Vision Algorithms for Mobile Robotics

🚧 Under Construction 🚧

C++ implementation of the exercises of the "Vision Algorithm for Mobile Robotics" at ETH Zurich (The Course Website).

If there are any questions, feel free to open an issue in this github repository.

requirements

Developed on Ubuntu 20.04
docker
Nvidia docker container runtime and
Nvidia GPU and latest Nvidia driver compatible with cuda 11.4 (tested with driver 470)
- I only know how to run a GUI application within docker with NVIDIA GPUs.
- I have also started to implement the algorithms with CUDA as well.
  - DISCLAIMER: I am only learning GPU Programming and CUDA.
Python 3 and pip
NO MATLAB:
- The official course is doing all the exercises in MATLAB and since I do not have MATLAB License, I am doing it in C++. The second reason is, all the jobs in robotics require strong C++ knowledge, so I am practicing C++.
The following libraries are used and already installed in the Docker Image:
- Eigen library for linear algebra.
- OpenCV and VTK only for reading, writing of image/video files and 2D/3D visualization.

setup and build docker images

cli.py is a helper command line tool to build and run docker image.
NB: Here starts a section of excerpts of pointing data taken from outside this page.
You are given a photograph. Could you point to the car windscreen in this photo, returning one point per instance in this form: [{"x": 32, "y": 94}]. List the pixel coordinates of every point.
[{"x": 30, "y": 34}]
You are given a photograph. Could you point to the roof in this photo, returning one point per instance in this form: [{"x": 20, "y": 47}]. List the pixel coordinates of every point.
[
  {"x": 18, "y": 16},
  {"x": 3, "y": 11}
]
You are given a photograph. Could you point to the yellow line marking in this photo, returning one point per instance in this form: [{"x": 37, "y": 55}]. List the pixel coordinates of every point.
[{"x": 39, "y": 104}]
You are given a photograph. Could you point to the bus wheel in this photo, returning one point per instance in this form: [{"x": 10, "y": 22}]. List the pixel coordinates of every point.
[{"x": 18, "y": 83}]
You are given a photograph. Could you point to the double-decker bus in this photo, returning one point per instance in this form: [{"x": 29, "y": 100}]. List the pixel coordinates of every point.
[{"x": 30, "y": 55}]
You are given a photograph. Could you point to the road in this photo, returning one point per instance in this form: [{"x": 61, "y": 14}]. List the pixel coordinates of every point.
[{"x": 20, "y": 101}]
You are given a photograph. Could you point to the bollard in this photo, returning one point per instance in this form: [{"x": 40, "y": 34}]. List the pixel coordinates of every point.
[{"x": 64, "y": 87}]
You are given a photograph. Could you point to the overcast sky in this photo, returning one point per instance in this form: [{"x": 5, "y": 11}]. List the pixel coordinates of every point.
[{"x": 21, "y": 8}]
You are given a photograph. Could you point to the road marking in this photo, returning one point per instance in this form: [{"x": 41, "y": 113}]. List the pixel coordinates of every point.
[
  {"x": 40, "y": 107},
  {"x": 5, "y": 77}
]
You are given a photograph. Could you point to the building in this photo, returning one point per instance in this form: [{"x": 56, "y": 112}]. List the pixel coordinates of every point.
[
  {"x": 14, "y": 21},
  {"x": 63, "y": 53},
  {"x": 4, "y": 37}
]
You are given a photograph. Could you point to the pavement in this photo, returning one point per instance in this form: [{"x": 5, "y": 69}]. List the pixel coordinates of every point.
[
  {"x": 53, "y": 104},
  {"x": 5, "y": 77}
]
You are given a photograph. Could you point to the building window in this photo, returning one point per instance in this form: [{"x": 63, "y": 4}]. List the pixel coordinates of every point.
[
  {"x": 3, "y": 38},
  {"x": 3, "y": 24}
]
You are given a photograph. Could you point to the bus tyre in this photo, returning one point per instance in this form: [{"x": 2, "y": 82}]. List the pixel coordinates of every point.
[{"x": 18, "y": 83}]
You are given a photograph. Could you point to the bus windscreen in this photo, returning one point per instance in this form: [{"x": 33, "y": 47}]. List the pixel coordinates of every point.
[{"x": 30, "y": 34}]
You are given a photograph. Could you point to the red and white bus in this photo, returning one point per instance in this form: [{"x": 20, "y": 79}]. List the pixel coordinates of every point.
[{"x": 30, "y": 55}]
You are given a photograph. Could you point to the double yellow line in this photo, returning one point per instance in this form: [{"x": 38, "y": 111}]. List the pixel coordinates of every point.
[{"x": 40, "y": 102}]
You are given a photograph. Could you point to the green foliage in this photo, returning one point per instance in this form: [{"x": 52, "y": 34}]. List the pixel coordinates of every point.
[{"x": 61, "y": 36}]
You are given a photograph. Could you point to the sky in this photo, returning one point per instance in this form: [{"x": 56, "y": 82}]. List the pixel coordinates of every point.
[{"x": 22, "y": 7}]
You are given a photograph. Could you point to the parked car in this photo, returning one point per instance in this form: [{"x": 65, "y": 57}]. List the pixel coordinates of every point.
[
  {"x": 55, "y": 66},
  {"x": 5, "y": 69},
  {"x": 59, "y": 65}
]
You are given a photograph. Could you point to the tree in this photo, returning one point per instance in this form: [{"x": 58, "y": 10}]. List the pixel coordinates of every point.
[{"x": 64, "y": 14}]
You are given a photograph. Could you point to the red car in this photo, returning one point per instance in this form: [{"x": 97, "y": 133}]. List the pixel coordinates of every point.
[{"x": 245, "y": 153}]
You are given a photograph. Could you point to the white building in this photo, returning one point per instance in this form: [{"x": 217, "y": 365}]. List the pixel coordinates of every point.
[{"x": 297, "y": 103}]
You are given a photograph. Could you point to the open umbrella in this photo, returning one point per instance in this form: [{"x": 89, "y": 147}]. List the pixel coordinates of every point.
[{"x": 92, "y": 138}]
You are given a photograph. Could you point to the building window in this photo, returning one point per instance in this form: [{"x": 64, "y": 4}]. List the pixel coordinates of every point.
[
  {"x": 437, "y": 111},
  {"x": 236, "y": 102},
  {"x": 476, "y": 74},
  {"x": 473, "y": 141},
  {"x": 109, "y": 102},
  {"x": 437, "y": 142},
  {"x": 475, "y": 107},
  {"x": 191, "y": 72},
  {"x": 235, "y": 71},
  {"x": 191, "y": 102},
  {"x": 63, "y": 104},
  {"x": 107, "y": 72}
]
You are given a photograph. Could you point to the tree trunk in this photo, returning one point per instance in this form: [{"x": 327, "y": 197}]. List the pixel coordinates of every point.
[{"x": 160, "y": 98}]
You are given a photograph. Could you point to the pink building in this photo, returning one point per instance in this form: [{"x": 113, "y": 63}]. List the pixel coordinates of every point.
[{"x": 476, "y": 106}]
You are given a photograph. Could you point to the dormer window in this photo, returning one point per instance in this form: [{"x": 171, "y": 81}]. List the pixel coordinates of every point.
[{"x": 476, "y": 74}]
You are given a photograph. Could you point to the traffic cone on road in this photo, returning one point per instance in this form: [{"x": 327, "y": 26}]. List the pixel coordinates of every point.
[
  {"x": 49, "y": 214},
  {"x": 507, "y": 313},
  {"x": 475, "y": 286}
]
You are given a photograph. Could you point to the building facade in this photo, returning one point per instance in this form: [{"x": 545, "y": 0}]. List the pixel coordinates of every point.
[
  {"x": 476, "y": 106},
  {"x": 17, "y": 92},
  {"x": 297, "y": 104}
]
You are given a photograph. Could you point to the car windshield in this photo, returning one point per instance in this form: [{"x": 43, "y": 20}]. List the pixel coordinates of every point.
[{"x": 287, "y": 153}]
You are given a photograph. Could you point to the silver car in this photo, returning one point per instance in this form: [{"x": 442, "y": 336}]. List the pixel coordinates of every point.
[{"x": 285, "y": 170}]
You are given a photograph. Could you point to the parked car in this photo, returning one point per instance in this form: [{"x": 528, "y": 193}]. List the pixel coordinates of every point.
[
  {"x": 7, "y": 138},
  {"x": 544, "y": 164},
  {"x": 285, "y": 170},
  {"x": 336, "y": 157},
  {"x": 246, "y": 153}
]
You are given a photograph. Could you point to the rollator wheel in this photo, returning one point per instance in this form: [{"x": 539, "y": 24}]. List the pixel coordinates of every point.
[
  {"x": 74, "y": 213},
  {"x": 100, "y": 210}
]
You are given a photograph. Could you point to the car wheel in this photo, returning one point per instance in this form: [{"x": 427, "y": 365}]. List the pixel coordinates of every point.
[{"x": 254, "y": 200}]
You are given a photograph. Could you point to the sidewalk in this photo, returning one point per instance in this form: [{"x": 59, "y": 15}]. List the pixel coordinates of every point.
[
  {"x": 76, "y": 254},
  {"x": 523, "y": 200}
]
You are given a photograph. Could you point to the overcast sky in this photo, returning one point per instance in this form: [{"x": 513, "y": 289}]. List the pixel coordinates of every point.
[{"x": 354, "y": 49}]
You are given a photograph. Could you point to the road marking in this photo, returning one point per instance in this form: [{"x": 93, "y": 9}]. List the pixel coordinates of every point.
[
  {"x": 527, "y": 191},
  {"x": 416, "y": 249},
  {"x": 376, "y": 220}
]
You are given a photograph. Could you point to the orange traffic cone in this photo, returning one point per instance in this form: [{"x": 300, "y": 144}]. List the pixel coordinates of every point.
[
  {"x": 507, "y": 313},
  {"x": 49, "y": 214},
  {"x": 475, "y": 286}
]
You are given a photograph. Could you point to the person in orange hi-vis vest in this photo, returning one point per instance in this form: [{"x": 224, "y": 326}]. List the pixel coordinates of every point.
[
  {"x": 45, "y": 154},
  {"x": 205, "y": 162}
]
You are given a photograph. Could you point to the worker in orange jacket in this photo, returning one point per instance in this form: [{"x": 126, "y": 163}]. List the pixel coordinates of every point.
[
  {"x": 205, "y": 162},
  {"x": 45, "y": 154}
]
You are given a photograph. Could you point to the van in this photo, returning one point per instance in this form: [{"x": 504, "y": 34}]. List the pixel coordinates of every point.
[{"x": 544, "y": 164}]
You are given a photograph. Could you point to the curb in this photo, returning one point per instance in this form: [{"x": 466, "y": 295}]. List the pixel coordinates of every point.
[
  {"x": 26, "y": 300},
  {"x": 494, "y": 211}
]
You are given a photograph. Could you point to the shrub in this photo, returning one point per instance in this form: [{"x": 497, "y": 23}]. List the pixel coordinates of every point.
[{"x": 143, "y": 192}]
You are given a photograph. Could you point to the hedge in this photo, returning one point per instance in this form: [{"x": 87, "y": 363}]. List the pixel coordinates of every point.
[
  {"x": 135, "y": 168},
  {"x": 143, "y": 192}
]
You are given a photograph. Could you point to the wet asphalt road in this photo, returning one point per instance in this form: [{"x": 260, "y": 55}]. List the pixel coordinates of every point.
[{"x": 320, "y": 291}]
# to install the cli.py's dependencies
python -m pip install -r requirements.txt

Build the cudagl:11.7.0-devel-ubuntu20.04 docker image

Note: I am not familiar with buildx that is being used in cuda repo. This is the only way that I could build the image without pushing the image to a docker registry.

# clone this repo wherever you like, better not to be inside this repo.
git clone [email protected]:nvidia/container-images/cuda.git
cd cuda

sed -i "s/\ --pull\ /\ /g" build.sh
sed -i "s/run_cmd docker buildx create --use/\echo \"\"#/g" build.sh
./build.sh --image-name cudagl --cuda-version 11.7.0 --os ubuntu --os-version 20.04 --arch x86_64 --cudagl
# to remove intermediate images
docker rmi $(docker images --filter=reference="cudagl/build-intermediate:*" -q)
docker rmi $(docker images --filter=reference="cudagl:*base*" -q)
docker rmi $(docker images --filter=reference="cudagl:*runtime*" -q)


# YOUR_DOCKER_HUB_USER=yosoufe
# sed -i "s/\/build-intermediate/_build-intermediate/g" build.sh
# ./build.sh --image-name ${YOUR_DOCKER_HUB_USER}/cgl --cuda-version 11.7.0 --os ubuntu --os-version 20.04 --arch x86_64 --cudagl --push

Now you should have cudagl:11.7.0-devel-ubuntu20.04 in your docker image ls.

Download CUDNN ".deb" file from nvidia website into docker_extra folder. This is tested with CUDNN 8.4.1.50
Download NVIDIA Nsight from https://developer.nvidia.com/nsight-systems into docker_extra folder. I have tested with Nsight Systems 2022.2.1 (Linux Host .deb Installer).
Now run python cli.py build in the root of this project.

Usage

We are using docker, We are installing all the requirements inside the docker and run everything inside the docker.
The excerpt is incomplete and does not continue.